Brazil’s Clean Company Act 2014 (Law No. 12,846) is the country’s first anti-corruption law to hold companies responsible for their employee’s corrupt actions. The Act imposes strict liability on companies operating in Brazil for domestic and foreign bribery and provides no exception for facilitation payments. Unlike the UK Bribery Act, there is no statutory defence for having implemented ‘adequate procedures’ to prevent persons for committing corrupt acts on behalf of the company. These provisions make the Clean Company Act among the toughest anti-corruption laws in the world.
Brazilian Compliance Guide
The Decree 8.420/2015 (in Brazilian Portuguese) stipulates criteria by which a company’s compliance system will be evaluated when sanctions are imposed. Having a compliance program in place in accordance with these criteria can significantly lessen administrative penalties. Factors such as the size of the company will be part of the compliance program’s evaluation. Here are some guidelines to consider:
Senior management should convey a clear policy against corruption to employees and show commitment to the policy.
Potential risks should be periodically researched, analysed and addressed.
Compliance policies and procedures must be applicable to all employees and third parties. The compliance function must be independent and have authority.

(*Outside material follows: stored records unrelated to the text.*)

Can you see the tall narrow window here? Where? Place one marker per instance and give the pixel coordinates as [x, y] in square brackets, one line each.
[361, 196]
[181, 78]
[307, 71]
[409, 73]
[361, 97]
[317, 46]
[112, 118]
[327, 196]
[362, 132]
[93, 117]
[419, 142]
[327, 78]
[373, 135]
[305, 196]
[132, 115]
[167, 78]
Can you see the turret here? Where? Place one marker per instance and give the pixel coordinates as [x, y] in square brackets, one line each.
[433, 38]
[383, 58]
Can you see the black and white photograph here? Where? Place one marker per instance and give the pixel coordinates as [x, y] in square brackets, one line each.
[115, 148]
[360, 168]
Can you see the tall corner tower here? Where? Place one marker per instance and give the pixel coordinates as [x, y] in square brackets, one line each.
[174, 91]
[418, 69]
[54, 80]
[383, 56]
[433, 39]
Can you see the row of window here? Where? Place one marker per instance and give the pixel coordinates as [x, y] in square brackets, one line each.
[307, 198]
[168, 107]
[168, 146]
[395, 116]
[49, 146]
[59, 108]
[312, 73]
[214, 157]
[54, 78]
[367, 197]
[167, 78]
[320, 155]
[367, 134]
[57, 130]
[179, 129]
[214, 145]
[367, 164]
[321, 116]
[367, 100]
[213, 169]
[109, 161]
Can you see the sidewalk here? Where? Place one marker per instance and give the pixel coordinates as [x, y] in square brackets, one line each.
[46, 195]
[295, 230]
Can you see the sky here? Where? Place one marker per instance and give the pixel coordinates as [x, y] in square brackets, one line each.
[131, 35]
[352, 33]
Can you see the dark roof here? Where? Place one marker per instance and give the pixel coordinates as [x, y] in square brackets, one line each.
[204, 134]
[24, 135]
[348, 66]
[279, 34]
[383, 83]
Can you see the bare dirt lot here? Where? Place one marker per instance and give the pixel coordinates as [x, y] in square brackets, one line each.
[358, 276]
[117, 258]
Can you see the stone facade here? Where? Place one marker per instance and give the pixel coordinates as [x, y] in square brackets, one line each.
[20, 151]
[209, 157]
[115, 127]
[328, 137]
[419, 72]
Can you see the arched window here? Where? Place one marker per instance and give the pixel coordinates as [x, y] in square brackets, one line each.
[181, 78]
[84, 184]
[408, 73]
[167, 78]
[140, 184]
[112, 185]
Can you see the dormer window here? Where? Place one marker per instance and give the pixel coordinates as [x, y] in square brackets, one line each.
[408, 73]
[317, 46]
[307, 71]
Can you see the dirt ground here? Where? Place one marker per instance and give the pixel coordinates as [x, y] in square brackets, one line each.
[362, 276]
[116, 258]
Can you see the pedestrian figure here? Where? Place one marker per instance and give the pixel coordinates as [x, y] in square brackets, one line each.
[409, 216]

If relevant, there must be specific procedures related to public procurement and interactions with government officials.
Third parties should be regularly assessed, especially before awarding and renewing contracts. Due diligence must be used in corporate and M&A transactions.
Appropriate steps should be taken to ensure policies are continually communicated, reassessed, understood, and updated over time. Procedures must be in place to detect and stop irregularities and to remediate damages.

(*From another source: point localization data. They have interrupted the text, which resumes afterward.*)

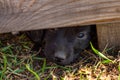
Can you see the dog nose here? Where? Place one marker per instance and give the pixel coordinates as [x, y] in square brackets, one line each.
[60, 56]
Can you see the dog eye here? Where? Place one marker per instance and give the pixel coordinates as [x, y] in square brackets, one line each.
[81, 35]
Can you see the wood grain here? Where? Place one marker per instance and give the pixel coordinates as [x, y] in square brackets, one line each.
[21, 15]
[108, 35]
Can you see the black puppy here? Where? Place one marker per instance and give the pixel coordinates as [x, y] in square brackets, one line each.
[64, 45]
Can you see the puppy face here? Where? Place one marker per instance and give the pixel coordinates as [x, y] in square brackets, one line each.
[64, 45]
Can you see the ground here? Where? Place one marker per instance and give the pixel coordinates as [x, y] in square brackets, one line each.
[18, 62]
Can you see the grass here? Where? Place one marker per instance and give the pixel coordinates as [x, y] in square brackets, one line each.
[17, 62]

Establish internal controls to ensure the reliability of financial statements. Ensure that books and records must be accurate and complete.

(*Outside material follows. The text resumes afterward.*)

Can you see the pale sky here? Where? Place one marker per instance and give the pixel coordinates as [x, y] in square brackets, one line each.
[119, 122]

Reporting and Disciplinary Measures
Establish channels of communication where employees are free to report offences and good faith whistleblowers are protected. Share information on irregularities among employees and third parties. Establish disciplinary measures to penalise non-compliance. Update policies and procedures following investigations.
A company’s code of conduct should be clear, detailed and communicated to all employees and third parties. Periodical training must take place.